„Zu fällen einen schönen Baum, braucht’s eine halbe Stunde kaum. Zu wachsen, bis man ihn bewundert, braucht er, bedenk es, ein Jahrhundert.“

Ob dieser weise Vers des Lyrikers Eugen Roth im Norderstedter Rathaus bedacht wurde, als man beschloss, das prachtvolle Ensemble aus jahrzehntealten Laub- und Nadelbäumen vor dem Coppernicus-Gymnasium nahezu vollständig abzuholzen, darf bezweifelt werden. Möglicherweise war es der Stadt zu mühsam und auch auch zu teuer, die natürlichen Kollateralschäden – vom Wurzelwerk hochgedrückte und vom Laub- und Nadelfall verschmutzte Gehwegplatten – Jahr für Jahr zu beseitigen.
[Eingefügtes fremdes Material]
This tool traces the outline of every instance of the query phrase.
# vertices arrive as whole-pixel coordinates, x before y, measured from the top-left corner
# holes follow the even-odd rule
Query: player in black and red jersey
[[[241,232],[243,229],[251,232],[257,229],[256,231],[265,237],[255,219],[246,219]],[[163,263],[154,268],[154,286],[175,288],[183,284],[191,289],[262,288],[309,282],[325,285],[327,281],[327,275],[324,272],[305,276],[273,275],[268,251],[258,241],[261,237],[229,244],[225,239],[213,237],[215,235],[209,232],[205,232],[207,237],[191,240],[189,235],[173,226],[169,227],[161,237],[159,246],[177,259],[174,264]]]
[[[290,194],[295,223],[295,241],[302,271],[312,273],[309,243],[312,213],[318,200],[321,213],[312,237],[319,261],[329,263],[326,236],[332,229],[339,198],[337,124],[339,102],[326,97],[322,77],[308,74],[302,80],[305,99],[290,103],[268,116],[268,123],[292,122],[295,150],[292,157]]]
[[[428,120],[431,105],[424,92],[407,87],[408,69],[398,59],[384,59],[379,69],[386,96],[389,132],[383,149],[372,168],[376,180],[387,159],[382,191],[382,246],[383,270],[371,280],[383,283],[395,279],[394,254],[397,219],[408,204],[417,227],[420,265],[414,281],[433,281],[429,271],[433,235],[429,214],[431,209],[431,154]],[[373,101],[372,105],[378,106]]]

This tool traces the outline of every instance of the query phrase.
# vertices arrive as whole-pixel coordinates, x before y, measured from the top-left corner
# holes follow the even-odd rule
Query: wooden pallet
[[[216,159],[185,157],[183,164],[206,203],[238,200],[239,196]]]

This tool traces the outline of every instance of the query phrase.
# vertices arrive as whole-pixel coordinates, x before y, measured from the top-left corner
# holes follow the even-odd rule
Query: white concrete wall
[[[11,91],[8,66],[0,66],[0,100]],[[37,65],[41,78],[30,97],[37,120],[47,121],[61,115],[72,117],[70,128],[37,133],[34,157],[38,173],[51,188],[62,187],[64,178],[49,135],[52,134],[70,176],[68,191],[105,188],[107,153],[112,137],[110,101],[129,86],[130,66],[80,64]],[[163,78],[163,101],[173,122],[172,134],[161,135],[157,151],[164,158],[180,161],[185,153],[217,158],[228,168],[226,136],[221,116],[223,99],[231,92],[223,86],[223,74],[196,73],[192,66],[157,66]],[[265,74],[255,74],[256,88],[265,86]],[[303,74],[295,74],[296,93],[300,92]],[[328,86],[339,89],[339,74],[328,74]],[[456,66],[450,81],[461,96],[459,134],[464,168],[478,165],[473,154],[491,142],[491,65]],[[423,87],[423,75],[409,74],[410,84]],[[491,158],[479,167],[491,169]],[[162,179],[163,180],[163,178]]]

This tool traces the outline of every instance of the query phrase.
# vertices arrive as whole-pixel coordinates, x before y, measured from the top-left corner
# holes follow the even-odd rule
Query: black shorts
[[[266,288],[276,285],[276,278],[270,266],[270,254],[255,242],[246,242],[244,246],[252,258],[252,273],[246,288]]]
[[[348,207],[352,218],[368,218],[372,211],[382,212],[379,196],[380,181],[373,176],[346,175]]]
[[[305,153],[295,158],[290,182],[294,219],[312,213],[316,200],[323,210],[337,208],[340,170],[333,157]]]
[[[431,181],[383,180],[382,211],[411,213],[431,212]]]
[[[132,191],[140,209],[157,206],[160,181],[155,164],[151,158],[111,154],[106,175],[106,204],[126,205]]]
Oder war es schlicht landschaftsarchitektonischer Übereifer?

Was auch immer die Verantwortlichen geritten haben mag: Natur zu schützen, ist eine gesellschaftliche und eine politische Aufgabe. Mit dem Kahlschlag am Coppernicus-Gymnasium hat die Stadt nachhaltig bewiesen, dass sie ihrer Verantwortung gegenüber der Natur nicht gerecht wird. Staatliche Institutionen haben gegenüber den Bürgern eine Vorbildfunktion, erst recht gegenüber jungen Menschen. Mehr als ein Dutzend Bäume auf dem Gelände einer Schule, vor den Augen der Schüler, zu fällen, ist genau das Gegenteil. Den eigenen Bürgern Sensibilität im Umgang mit den Bäumen auf ihren Grundstücken abzuverlangen, wird damit zur Farce.